Like I said the other day, I'm constantly hunting for methods to create purpose (i.e. meaning) in my life. Methods to the madness. Better yet, methods to the meaninglessness. I firmly believe that I create the meaning in my life. But creation is irrational and exploratory not logical and systematic. In other words, I don't know what I'm thinking when I create meaning. I kind of dick around until something fits (what a fantastically inappropriate way of saying that; so inappropriate, I can't bring myself to delete it).
So I get frustrated. Nothing except my daughter adequately fits a satisfactory sense of purpose in my life. Much comes close, but there is always some microscopic failure that I cannot articulate. I try and fail. I try. And fail. However, no matter how many times I fail, I can't stop. I require meaning like I require air.

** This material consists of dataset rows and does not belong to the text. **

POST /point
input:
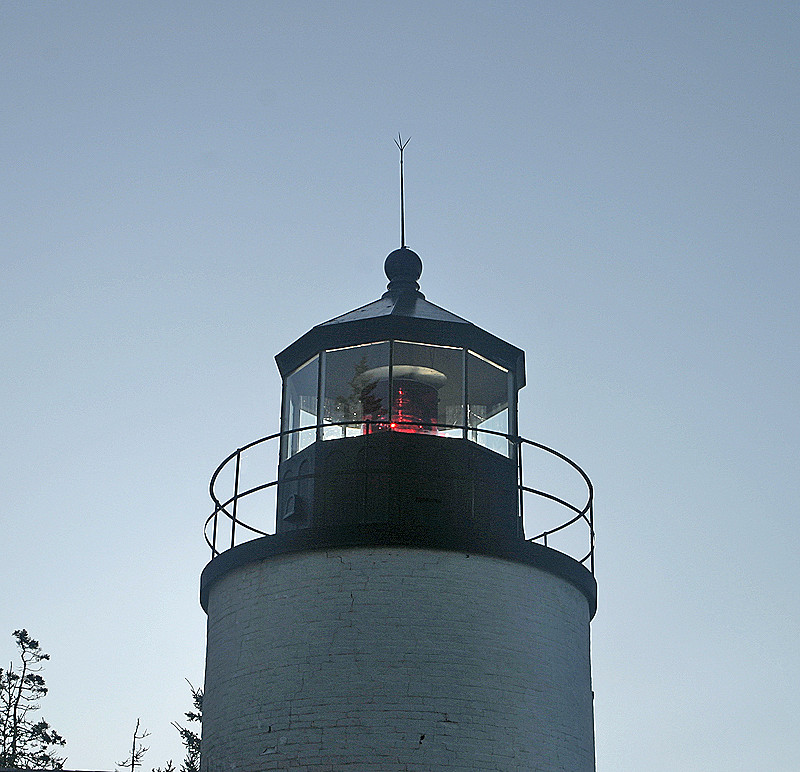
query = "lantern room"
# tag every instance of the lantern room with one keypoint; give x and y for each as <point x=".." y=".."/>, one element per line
<point x="399" y="412"/>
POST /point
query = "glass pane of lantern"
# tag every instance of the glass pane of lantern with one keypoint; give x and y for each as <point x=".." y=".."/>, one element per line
<point x="487" y="410"/>
<point x="427" y="389"/>
<point x="300" y="408"/>
<point x="354" y="389"/>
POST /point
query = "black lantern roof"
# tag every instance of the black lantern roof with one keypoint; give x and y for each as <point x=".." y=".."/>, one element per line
<point x="403" y="313"/>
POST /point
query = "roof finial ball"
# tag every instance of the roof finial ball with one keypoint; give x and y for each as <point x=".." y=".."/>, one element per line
<point x="403" y="268"/>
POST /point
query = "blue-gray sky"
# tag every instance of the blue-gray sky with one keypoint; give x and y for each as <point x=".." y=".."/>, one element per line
<point x="613" y="187"/>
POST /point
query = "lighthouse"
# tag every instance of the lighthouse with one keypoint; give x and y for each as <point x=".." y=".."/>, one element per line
<point x="407" y="611"/>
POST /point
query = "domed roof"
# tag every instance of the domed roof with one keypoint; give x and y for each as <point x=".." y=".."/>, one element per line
<point x="402" y="313"/>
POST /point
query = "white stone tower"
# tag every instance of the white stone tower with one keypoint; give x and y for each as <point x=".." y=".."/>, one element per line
<point x="398" y="618"/>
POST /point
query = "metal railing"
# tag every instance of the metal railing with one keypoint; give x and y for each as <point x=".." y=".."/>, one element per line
<point x="581" y="517"/>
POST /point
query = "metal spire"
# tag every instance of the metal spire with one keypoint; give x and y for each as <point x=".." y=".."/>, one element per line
<point x="401" y="146"/>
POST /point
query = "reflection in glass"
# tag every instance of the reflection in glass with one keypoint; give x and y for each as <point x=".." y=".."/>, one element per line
<point x="350" y="393"/>
<point x="488" y="387"/>
<point x="300" y="408"/>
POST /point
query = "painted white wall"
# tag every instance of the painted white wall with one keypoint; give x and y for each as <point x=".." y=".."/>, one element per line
<point x="396" y="659"/>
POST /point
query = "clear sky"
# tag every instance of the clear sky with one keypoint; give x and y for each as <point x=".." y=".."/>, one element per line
<point x="611" y="186"/>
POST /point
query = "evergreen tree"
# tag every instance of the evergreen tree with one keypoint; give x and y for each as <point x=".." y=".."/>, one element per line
<point x="24" y="742"/>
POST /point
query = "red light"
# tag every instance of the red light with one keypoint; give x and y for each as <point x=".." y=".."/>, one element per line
<point x="414" y="406"/>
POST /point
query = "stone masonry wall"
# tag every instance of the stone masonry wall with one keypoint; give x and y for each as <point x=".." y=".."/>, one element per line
<point x="396" y="659"/>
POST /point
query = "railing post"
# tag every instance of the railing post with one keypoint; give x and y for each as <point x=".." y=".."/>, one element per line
<point x="235" y="497"/>
<point x="214" y="552"/>
<point x="520" y="483"/>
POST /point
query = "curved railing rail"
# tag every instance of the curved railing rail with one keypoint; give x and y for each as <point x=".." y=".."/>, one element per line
<point x="227" y="507"/>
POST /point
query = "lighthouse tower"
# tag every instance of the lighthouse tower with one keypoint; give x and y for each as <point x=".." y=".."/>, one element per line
<point x="399" y="617"/>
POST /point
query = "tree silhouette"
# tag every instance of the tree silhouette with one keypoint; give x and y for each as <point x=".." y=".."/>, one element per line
<point x="24" y="742"/>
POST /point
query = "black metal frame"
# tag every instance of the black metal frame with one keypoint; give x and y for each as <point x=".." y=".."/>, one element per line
<point x="583" y="513"/>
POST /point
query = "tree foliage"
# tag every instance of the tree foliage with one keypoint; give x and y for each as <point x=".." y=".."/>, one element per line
<point x="137" y="750"/>
<point x="190" y="738"/>
<point x="26" y="743"/>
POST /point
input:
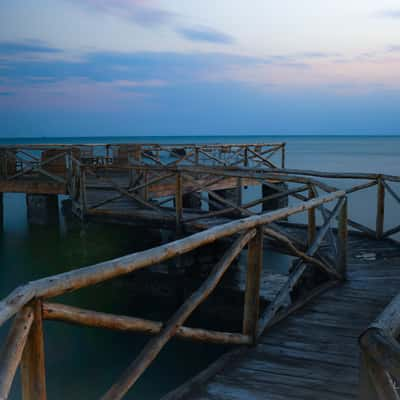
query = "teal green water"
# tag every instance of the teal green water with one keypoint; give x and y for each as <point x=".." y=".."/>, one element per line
<point x="83" y="362"/>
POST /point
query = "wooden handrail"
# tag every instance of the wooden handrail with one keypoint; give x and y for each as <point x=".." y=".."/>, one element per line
<point x="83" y="277"/>
<point x="381" y="355"/>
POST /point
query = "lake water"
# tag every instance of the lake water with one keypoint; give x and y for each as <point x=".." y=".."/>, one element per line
<point x="83" y="362"/>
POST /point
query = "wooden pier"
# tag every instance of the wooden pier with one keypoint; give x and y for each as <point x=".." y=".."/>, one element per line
<point x="330" y="329"/>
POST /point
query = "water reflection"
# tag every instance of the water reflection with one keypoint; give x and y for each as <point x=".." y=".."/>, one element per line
<point x="83" y="362"/>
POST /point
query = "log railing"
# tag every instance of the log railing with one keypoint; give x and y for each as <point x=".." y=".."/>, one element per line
<point x="383" y="183"/>
<point x="154" y="188"/>
<point x="380" y="356"/>
<point x="25" y="160"/>
<point x="29" y="304"/>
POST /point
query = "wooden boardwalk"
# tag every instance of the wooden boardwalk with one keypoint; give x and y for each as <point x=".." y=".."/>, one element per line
<point x="313" y="354"/>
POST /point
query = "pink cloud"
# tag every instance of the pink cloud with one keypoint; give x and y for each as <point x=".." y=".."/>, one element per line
<point x="145" y="13"/>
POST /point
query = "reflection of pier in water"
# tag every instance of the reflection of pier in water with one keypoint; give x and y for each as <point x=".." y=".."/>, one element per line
<point x="229" y="206"/>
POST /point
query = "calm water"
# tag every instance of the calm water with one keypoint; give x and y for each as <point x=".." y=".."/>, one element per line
<point x="83" y="362"/>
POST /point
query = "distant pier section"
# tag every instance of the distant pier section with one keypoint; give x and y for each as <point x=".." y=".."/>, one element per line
<point x="326" y="328"/>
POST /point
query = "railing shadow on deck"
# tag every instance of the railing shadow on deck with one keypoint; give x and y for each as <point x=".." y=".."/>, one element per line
<point x="29" y="304"/>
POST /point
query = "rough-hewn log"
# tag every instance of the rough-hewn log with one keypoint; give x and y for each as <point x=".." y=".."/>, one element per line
<point x="12" y="349"/>
<point x="312" y="226"/>
<point x="379" y="380"/>
<point x="79" y="316"/>
<point x="298" y="270"/>
<point x="380" y="209"/>
<point x="342" y="234"/>
<point x="33" y="374"/>
<point x="155" y="345"/>
<point x="83" y="277"/>
<point x="383" y="349"/>
<point x="252" y="292"/>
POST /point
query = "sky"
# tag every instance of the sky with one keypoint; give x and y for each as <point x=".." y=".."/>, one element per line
<point x="186" y="67"/>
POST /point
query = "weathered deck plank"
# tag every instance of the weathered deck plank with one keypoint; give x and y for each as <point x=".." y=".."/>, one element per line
<point x="314" y="354"/>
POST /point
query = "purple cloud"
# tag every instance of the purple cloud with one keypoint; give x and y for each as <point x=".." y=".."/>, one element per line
<point x="143" y="13"/>
<point x="203" y="34"/>
<point x="394" y="49"/>
<point x="26" y="47"/>
<point x="393" y="13"/>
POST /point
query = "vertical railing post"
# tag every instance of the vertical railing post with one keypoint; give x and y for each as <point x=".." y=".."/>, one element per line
<point x="283" y="159"/>
<point x="253" y="279"/>
<point x="342" y="233"/>
<point x="367" y="389"/>
<point x="380" y="208"/>
<point x="83" y="191"/>
<point x="311" y="227"/>
<point x="179" y="202"/>
<point x="146" y="181"/>
<point x="239" y="191"/>
<point x="33" y="374"/>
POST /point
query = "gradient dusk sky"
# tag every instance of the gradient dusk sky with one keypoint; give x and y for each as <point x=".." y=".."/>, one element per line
<point x="164" y="67"/>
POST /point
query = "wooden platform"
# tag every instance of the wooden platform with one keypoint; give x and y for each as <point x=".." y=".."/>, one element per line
<point x="314" y="354"/>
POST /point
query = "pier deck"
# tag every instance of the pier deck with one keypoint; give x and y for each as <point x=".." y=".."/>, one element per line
<point x="306" y="335"/>
<point x="314" y="353"/>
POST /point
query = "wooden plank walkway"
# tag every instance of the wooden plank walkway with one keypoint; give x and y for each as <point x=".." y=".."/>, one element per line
<point x="314" y="354"/>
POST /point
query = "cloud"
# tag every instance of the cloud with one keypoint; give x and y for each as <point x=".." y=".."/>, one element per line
<point x="393" y="13"/>
<point x="141" y="12"/>
<point x="204" y="34"/>
<point x="26" y="47"/>
<point x="113" y="66"/>
<point x="394" y="49"/>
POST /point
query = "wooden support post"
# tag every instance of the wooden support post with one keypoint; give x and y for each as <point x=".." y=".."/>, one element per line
<point x="380" y="208"/>
<point x="367" y="390"/>
<point x="312" y="229"/>
<point x="146" y="187"/>
<point x="179" y="202"/>
<point x="83" y="192"/>
<point x="253" y="279"/>
<point x="33" y="374"/>
<point x="12" y="349"/>
<point x="239" y="191"/>
<point x="1" y="210"/>
<point x="342" y="233"/>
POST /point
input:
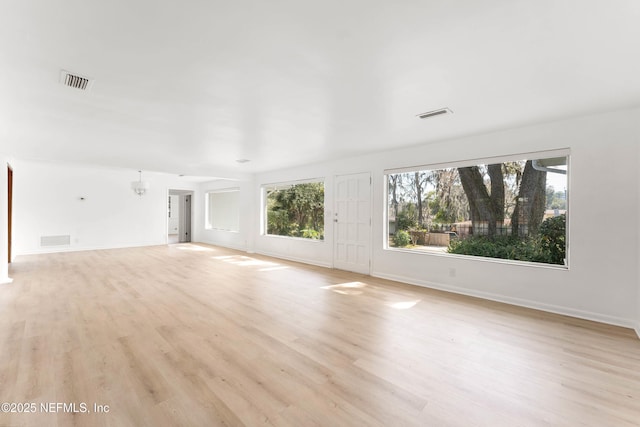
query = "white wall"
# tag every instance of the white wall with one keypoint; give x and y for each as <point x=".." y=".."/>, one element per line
<point x="244" y="238"/>
<point x="47" y="202"/>
<point x="602" y="282"/>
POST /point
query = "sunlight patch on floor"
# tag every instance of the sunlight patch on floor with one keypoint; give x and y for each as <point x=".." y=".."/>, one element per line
<point x="192" y="248"/>
<point x="245" y="261"/>
<point x="348" y="288"/>
<point x="403" y="305"/>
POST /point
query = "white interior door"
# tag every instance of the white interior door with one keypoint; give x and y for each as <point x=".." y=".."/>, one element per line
<point x="352" y="223"/>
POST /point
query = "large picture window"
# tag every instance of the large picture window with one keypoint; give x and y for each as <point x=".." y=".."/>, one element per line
<point x="223" y="210"/>
<point x="295" y="210"/>
<point x="513" y="208"/>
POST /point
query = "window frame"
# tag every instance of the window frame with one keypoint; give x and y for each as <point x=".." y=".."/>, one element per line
<point x="264" y="216"/>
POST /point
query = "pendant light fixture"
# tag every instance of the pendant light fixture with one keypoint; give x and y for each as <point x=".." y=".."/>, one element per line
<point x="140" y="187"/>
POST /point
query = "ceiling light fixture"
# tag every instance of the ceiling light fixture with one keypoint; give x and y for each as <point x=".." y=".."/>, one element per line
<point x="434" y="113"/>
<point x="140" y="187"/>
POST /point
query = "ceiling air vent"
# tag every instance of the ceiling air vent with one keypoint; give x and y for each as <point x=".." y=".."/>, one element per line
<point x="74" y="80"/>
<point x="434" y="113"/>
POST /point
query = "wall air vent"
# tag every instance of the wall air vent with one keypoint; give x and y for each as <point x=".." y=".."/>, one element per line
<point x="55" y="240"/>
<point x="434" y="113"/>
<point x="74" y="80"/>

There is a sadistic piece of me, albeit barely perceptible, that unconsciously fantasizes about the demise of meaning in my life. It's like the itch you get in your feet when standing on a ledge: what if I jumped? What would really happen? The irrational (stronger) part of my brain insists on the existence of meaning. The logical (weaker) part of my brain knows meaning is just a conglomerate of distinct fragments of bullshit glued together on a background of nothingness in my brain. My life will eventually end in meaninglessness. Any thoughts of immortality are a joke. (What do you think about your great grandparents? Probably don't make a meaningful impact on your daily life.) So why struggle with it so much now? Why cling to the impossible?
I do not want to lose that which is meaningful in my life (see Babies and Suicide). I wonder if there is something in between? An intensity of being. An existence with an imperceptible self. A purposeless now. I wonder if there is a way to be a rock.